Abstract:
Salah satu penyebab utama dalam gugatan pengasuhan anak dikarenakan
adanya orang tua yang murtad. Tujuan penelitian ini adalah untuk mengetahui
aturan tentang hak asuh anak, akibat yang timbul apabila kedua orang tua anak
murtad dan kaitannya dengan hak asuh anak serta kajian terhadap hak asuh anak
yang kedua orang tuanya murtad (Studi Putusan Pengadilan Agama Nomor
1056/Pdt.G/2017/PA. Mdn).
Penelitian yang dilakukan adalah penelitian hukum normatif. Sumber data
dalam penelitian ini adalah data hukum Islam yaitu Al-Qur’an dan Sunnah, dan data
sekunder yang terdiri dari bahan hukum primer, bahan hukum sekunder, dan bahan
hukum tertier.

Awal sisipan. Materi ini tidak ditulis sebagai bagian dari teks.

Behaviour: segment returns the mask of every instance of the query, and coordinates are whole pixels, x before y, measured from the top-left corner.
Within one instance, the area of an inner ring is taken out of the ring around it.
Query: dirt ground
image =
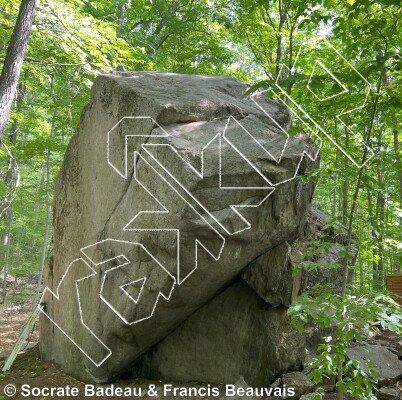
[[[21,385],[28,384],[31,387],[51,386],[83,386],[83,383],[66,375],[53,364],[43,363],[39,359],[39,347],[35,346],[27,352],[19,355],[11,367],[11,370],[0,374],[0,393],[4,393],[5,385],[13,384],[18,392]],[[7,397],[5,397],[7,398]],[[11,398],[11,397],[10,397]],[[13,399],[25,399],[22,395],[15,395]],[[59,397],[69,399],[69,397]],[[1,396],[0,396],[1,399]],[[45,399],[45,397],[38,397]]]
[[[4,307],[0,305],[0,358],[9,353],[30,315],[31,313],[27,311],[26,307]],[[36,327],[28,341],[33,343],[38,341]]]

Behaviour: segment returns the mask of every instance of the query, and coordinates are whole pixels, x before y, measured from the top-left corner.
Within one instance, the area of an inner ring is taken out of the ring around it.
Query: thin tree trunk
[[[377,256],[378,256],[378,248],[376,247],[376,243],[378,242],[378,231],[377,231],[377,224],[373,214],[373,198],[371,196],[370,188],[367,189],[367,204],[368,204],[368,211],[369,211],[369,221],[371,225],[371,242],[372,242],[372,254],[373,254],[373,261],[372,261],[372,287],[375,287],[375,283],[378,281],[378,264],[377,264]]]
[[[13,211],[11,208],[7,210],[7,233],[4,238],[5,256],[4,256],[4,271],[3,271],[3,305],[6,304],[7,298],[7,275],[8,275],[8,260],[10,258],[10,245],[11,245],[11,227],[13,221]]]
[[[363,149],[363,156],[362,156],[362,163],[361,165],[364,165],[366,160],[367,160],[367,156],[368,156],[368,144],[371,138],[371,134],[373,131],[373,127],[374,127],[374,120],[375,120],[375,116],[377,115],[377,108],[378,108],[378,100],[379,100],[379,93],[381,90],[381,83],[382,83],[382,77],[381,79],[379,79],[378,84],[377,84],[377,90],[376,90],[376,95],[375,95],[375,100],[374,100],[374,106],[373,106],[373,112],[371,113],[371,118],[370,118],[370,122],[369,125],[367,127],[367,133],[366,133],[366,138],[365,138],[365,142],[366,142],[366,146],[364,146]],[[357,182],[356,182],[356,186],[355,186],[355,190],[353,193],[353,199],[352,199],[352,204],[351,204],[351,208],[350,208],[350,215],[349,215],[349,223],[348,223],[348,230],[347,230],[347,246],[350,246],[350,242],[352,240],[352,230],[353,230],[353,221],[354,221],[354,217],[355,217],[355,211],[356,211],[356,206],[357,206],[357,198],[359,196],[360,193],[360,188],[361,188],[361,184],[362,184],[362,178],[363,178],[363,172],[365,170],[365,167],[361,167],[359,169],[359,175],[357,177]],[[346,263],[344,269],[343,269],[343,276],[342,276],[342,297],[346,296],[346,289],[347,289],[347,283],[348,283],[348,275],[349,275],[349,263]]]
[[[396,126],[397,122],[396,122],[396,118],[393,117],[392,118],[392,122],[394,124],[394,126]],[[401,157],[399,156],[399,135],[398,135],[398,130],[396,128],[392,129],[392,133],[394,136],[394,151],[395,151],[395,160],[398,163],[399,170],[398,170],[398,181],[399,181],[399,195],[400,195],[400,199],[402,202],[402,160]]]
[[[131,0],[123,0],[120,4],[120,9],[119,9],[119,20],[117,23],[117,37],[123,37],[123,31],[124,27],[126,26],[127,23],[127,9],[131,6]]]
[[[46,156],[46,174],[47,174],[47,184],[49,185],[50,182],[50,150],[47,152]],[[45,261],[46,261],[46,253],[47,253],[47,247],[48,247],[48,242],[49,242],[49,231],[50,231],[50,218],[52,215],[52,206],[49,205],[49,187],[47,188],[46,192],[46,228],[45,228],[45,236],[43,238],[43,244],[42,244],[42,254],[41,254],[41,259],[40,259],[40,271],[39,271],[39,277],[38,277],[38,285],[36,287],[36,293],[35,293],[35,298],[34,298],[34,303],[33,307],[35,308],[39,302],[39,296],[42,288],[42,279],[43,279],[43,270],[45,267]]]
[[[57,116],[56,95],[55,95],[55,91],[54,91],[54,76],[52,76],[50,79],[50,91],[52,94],[53,106],[54,106],[53,116],[52,116],[52,126],[50,129],[50,137],[53,138],[55,130],[56,130],[56,116]],[[45,268],[46,253],[47,253],[48,242],[49,242],[50,219],[51,219],[51,215],[52,215],[52,206],[49,204],[50,203],[50,174],[51,174],[50,157],[51,157],[51,151],[48,148],[47,152],[46,152],[46,227],[45,227],[45,236],[43,238],[43,244],[42,244],[42,254],[41,254],[41,260],[40,260],[40,272],[39,272],[39,277],[38,277],[38,285],[36,287],[33,308],[35,308],[39,302],[39,296],[40,296],[40,292],[41,292],[41,288],[42,288],[43,271]]]
[[[43,187],[43,184],[45,182],[45,175],[46,175],[46,162],[45,164],[41,167],[41,175],[40,175],[40,184],[39,184],[39,190],[38,190],[38,197],[35,202],[35,207],[34,207],[34,222],[32,225],[32,231],[35,232],[35,229],[38,225],[38,213],[39,213],[39,207],[40,207],[40,197],[41,197],[41,188]],[[31,235],[31,249],[34,250],[35,248],[35,234]]]
[[[3,139],[11,104],[20,78],[31,35],[37,0],[22,0],[0,76],[0,142]]]
[[[276,34],[276,69],[275,69],[275,79],[279,77],[279,72],[281,69],[281,62],[282,62],[282,29],[286,22],[286,14],[283,9],[282,1],[278,2],[278,12],[279,12],[279,25],[278,25],[278,33]]]
[[[335,138],[336,142],[338,143],[338,123],[335,118]],[[339,164],[339,148],[336,148],[336,153],[335,153],[335,165]],[[336,211],[337,211],[337,189],[338,189],[338,173],[334,175],[334,186],[332,188],[332,211],[331,211],[331,217],[335,218],[336,217]]]
[[[349,130],[345,128],[345,146],[347,149],[349,148],[349,139],[350,139]],[[345,170],[347,170],[348,166],[349,166],[348,159],[345,158]],[[349,196],[349,179],[347,174],[345,174],[342,184],[342,223],[344,226],[346,226],[348,223],[348,210],[349,210],[348,196]]]
[[[379,147],[381,147],[382,142],[382,132],[379,137]],[[378,229],[378,249],[376,262],[376,280],[373,281],[373,288],[375,290],[381,290],[383,287],[383,274],[384,274],[384,209],[385,209],[385,197],[383,194],[383,173],[381,167],[377,168],[377,180],[378,180],[378,191],[377,191],[377,204],[376,204],[376,222]]]

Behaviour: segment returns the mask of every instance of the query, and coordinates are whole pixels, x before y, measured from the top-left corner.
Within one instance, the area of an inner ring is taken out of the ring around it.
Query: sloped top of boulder
[[[102,81],[112,88],[113,93],[119,93],[130,99],[132,93],[145,100],[144,110],[149,100],[158,103],[162,113],[157,122],[162,125],[173,123],[189,123],[214,118],[258,115],[265,123],[275,126],[272,118],[286,129],[290,125],[290,115],[286,108],[265,94],[257,94],[256,102],[244,96],[249,86],[238,79],[214,75],[187,75],[167,72],[114,72],[101,75],[93,90],[105,89]],[[113,83],[110,85],[110,83]],[[94,97],[97,97],[96,93]],[[104,93],[106,94],[106,92]],[[178,95],[179,94],[179,95]],[[106,103],[113,96],[103,96]],[[129,104],[129,101],[127,101]],[[265,111],[263,111],[265,110]],[[126,115],[138,115],[131,110]]]

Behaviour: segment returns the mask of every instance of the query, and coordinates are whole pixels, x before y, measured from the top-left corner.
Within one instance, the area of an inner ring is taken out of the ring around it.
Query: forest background
[[[18,7],[0,0],[2,61]],[[52,254],[55,178],[95,77],[158,70],[232,76],[288,107],[289,133],[322,145],[307,179],[358,249],[355,292],[383,290],[402,272],[401,16],[391,0],[40,2],[0,153],[0,270],[36,275]]]

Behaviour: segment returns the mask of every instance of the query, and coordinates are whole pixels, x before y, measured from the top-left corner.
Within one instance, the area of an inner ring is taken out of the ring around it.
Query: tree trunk
[[[36,232],[36,227],[38,225],[38,213],[39,213],[39,208],[40,208],[40,194],[41,194],[41,187],[43,186],[44,182],[45,182],[45,174],[46,174],[46,162],[43,165],[43,167],[41,167],[41,175],[40,175],[40,184],[38,186],[39,190],[38,190],[38,197],[36,199],[35,202],[35,207],[34,207],[34,222],[33,222],[33,226],[32,226],[32,231]],[[35,234],[32,234],[31,236],[31,250],[35,249]]]
[[[13,221],[13,211],[11,209],[7,210],[7,233],[4,238],[4,270],[3,270],[3,305],[6,304],[7,299],[7,275],[8,275],[8,260],[10,256],[10,245],[11,245],[11,227]]]
[[[283,4],[281,1],[278,2],[278,12],[279,12],[279,25],[278,25],[278,33],[276,34],[276,69],[275,69],[275,79],[278,79],[279,77],[279,72],[281,69],[281,63],[282,63],[282,29],[283,26],[286,22],[286,14],[283,9]]]
[[[345,127],[345,148],[349,148],[350,133],[349,129]],[[348,159],[345,158],[345,170],[349,168]],[[349,211],[349,179],[346,173],[343,178],[342,184],[342,223],[344,226],[348,224],[348,211]]]
[[[375,288],[376,282],[378,282],[378,231],[377,231],[377,223],[374,218],[373,214],[373,198],[371,195],[371,189],[367,189],[367,205],[368,205],[368,212],[369,212],[369,221],[371,226],[371,242],[372,242],[372,254],[373,254],[373,262],[372,262],[372,285],[371,288]]]
[[[27,49],[37,0],[22,0],[0,76],[0,142],[3,139],[11,104]]]
[[[377,90],[376,90],[376,95],[374,98],[374,104],[373,104],[373,111],[371,113],[370,116],[370,121],[366,130],[366,137],[365,137],[365,143],[366,146],[364,146],[363,149],[363,156],[362,156],[362,165],[365,164],[366,160],[367,160],[367,156],[368,156],[368,144],[370,142],[371,139],[371,134],[374,128],[374,121],[375,121],[375,117],[377,115],[377,109],[378,109],[378,99],[380,97],[379,93],[381,90],[381,84],[382,84],[382,76],[378,81],[377,84]],[[359,169],[359,174],[357,177],[357,182],[356,182],[356,186],[355,186],[355,190],[353,193],[353,198],[352,198],[352,203],[350,206],[350,215],[349,215],[349,221],[348,221],[348,230],[347,230],[347,239],[346,239],[346,245],[347,248],[349,248],[350,244],[351,244],[351,240],[352,240],[352,230],[353,230],[353,221],[354,221],[354,217],[355,217],[355,211],[356,211],[356,206],[357,206],[357,199],[359,197],[359,192],[360,192],[360,188],[361,188],[361,184],[362,184],[362,178],[363,178],[363,172],[365,170],[365,167],[361,167]],[[348,274],[349,274],[349,263],[348,261],[346,262],[346,265],[343,268],[343,274],[342,274],[342,298],[345,298],[346,296],[346,290],[347,290],[347,283],[348,283]]]
[[[22,110],[22,106],[23,106],[23,100],[25,97],[25,92],[26,92],[26,87],[25,85],[20,85],[17,91],[17,96],[16,96],[16,110],[17,112],[20,112]],[[13,123],[11,124],[10,127],[10,132],[8,135],[8,140],[10,141],[11,145],[15,145],[17,142],[17,134],[18,134],[18,122],[17,121],[13,121]],[[19,171],[18,171],[18,165],[16,164],[16,160],[13,158],[13,156],[9,153],[8,157],[7,157],[7,165],[8,165],[8,170],[5,174],[5,178],[4,178],[4,183],[6,185],[7,190],[10,191],[10,193],[13,193],[14,190],[17,190],[17,186],[19,183]],[[4,219],[6,221],[8,221],[8,212],[6,212],[8,209],[11,209],[12,207],[12,201],[13,201],[13,195],[11,194],[6,195],[6,197],[4,199],[1,199],[1,203],[0,203],[0,215],[1,218],[3,219],[3,213],[4,213]],[[4,202],[4,206],[3,206],[3,202]],[[1,223],[0,223],[1,225]],[[5,224],[7,226],[7,222]],[[5,228],[4,232],[0,231],[0,237],[1,237],[1,241],[5,242],[5,238],[8,235],[8,231],[7,228]]]
[[[131,6],[131,0],[123,0],[119,6],[119,18],[117,22],[117,37],[123,37],[124,27],[127,24],[127,10]]]
[[[56,104],[56,94],[54,91],[54,75],[50,79],[50,92],[52,94],[53,99],[53,117],[52,117],[52,127],[50,129],[50,138],[54,137],[56,131],[56,117],[57,117],[57,104]],[[33,302],[33,309],[38,305],[40,292],[42,289],[42,279],[43,279],[43,271],[45,268],[46,262],[46,255],[48,249],[48,242],[49,242],[49,232],[50,232],[50,223],[51,223],[51,216],[52,216],[52,206],[50,203],[50,179],[51,179],[51,150],[50,148],[47,149],[46,152],[46,162],[45,162],[45,173],[46,173],[46,221],[45,221],[45,236],[43,238],[42,244],[42,254],[40,260],[40,271],[38,277],[38,285],[36,287],[35,298]]]
[[[16,103],[17,103],[17,111],[21,111],[22,108],[22,101],[25,97],[25,91],[26,87],[24,85],[21,85],[16,97]],[[17,133],[18,133],[18,124],[14,122],[11,125],[11,131],[9,133],[9,140],[12,145],[15,145],[17,141]],[[12,186],[12,185],[17,185],[17,183],[14,182],[14,179],[17,179],[18,177],[15,177],[15,174],[18,174],[18,170],[15,170],[15,159],[13,159],[11,156],[8,157],[8,165],[9,169],[6,173],[5,176],[5,184],[6,186]],[[7,212],[5,214],[5,219],[6,219],[6,232],[4,233],[4,238],[2,237],[3,245],[4,245],[4,280],[3,280],[3,304],[6,303],[6,297],[7,297],[7,274],[8,274],[8,269],[9,269],[9,257],[10,257],[10,246],[11,246],[11,228],[12,228],[12,223],[13,223],[13,209],[12,209],[12,203],[8,203],[8,208]],[[7,204],[6,204],[7,206]]]
[[[396,126],[397,122],[396,122],[396,118],[393,117],[392,118],[392,122],[394,124],[394,126]],[[398,163],[398,165],[401,165],[402,160],[401,157],[399,156],[399,137],[398,137],[398,129],[393,128],[392,129],[392,133],[394,136],[394,151],[395,151],[395,160]],[[400,195],[400,199],[402,201],[402,168],[399,168],[398,170],[398,182],[399,182],[399,195]]]
[[[376,280],[373,282],[373,288],[375,290],[382,290],[383,280],[384,280],[384,210],[385,210],[385,197],[383,194],[383,173],[382,169],[378,167],[377,169],[377,179],[378,179],[378,193],[377,193],[377,210],[376,219],[378,227],[378,250],[377,256],[378,261],[376,262]]]

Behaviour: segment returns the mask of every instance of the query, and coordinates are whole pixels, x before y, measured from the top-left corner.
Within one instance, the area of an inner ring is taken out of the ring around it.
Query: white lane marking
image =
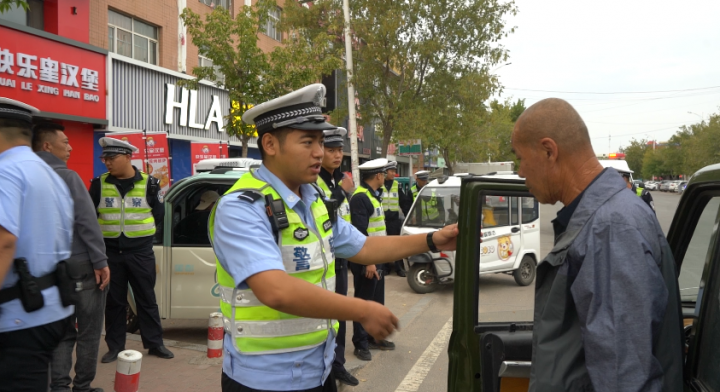
[[[435,339],[430,342],[430,345],[427,346],[425,352],[423,352],[417,362],[415,362],[415,365],[413,365],[412,369],[410,369],[400,385],[395,389],[395,392],[415,392],[420,389],[420,385],[425,380],[430,369],[432,369],[435,361],[437,361],[440,354],[444,351],[451,334],[452,317],[448,319],[440,329],[440,332],[435,335]]]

Alat yang dipergunakan untuk pengumpulan data dilakukan melalui
studi kepustakaan (studi dokumentasi).
Berdasarkan hasil penelitian diketahui bahwa Aturan hukum tentang hak
asuh anak (hadhanah) terutama yang kedua orang tuanya murtad diatur secara
khusus dalam Kompilasi Hukum Islam (KHI) yang menjelaskan mengenai peran
orang tua dalam hal hak asuh anak, pada Pasal 77 ayat 3 yang berbunyi “Suami
isteri memikul kewajiban untuk mengasuh dan memelihara anak-anak mereka, baik
mengenai pertumbuhan jasmani, rohani maupun kecerdasannya dan pendidikan
agamanya”. Akibat dari kedua orang tua yang murtad terhadap hak asuh anak
adalah pencabutan hak asuh anak dari orang tuanya. Berdasarkan kajian yuridis
terhadap studi Putusan Nomor 1056/Pdt.G/2017/PA.Mdn mengenai sengketa Hak
Asuh Anak (Hadhanah), dimana putusan tersebut dimenangkan oleh Para
Penggugat dan menetapkan Hak Asuh Anak (hadhanah) Para Penggugat dan
mencabut Hak Asuh Anak (hadhanah) dari Tergugat dan Turut Tergugat. Putusan
tersebut sudah tepat dan benar, sesuai dengan Kompilasi Hukum Islam (KHI) Pasal
156 yang menyatakan bahwa: “Apabila pemegang hadhanah ternyata tidak dapat
menjamin keselamatan jasmani dan rohani anak, meskipun biaya nafkah dan
hadhanah telah dicukupi, maka atas permintaan kerabat yang bersangkutan
Pengadilan Agama dapat memindahkan hak hadhanah kepada kerabat lain yang
mempunyai hak hadhanah pula”. Putusan tersebut juga sudah adil dengan
menetapkan hak asuh anak (hadhanah) kepada para penggugat namun hal itu tidak
serta merta memutus hubungan antara anak tersebut dengan orang tua kandungnya
dan juga tidak menghilangkan kewajiban orang tuanya untuk membiayai hidup
anak tersebut dan ini berlaku sampai anak tersebut sudah mumayyiz atau sudah bisa
menentukan pilihannya sendiri sesuai dengan ketentuan Pasal 32 Undang-Undang
Nomor 23 tahun 2002 Tentang Perlindungan Anak.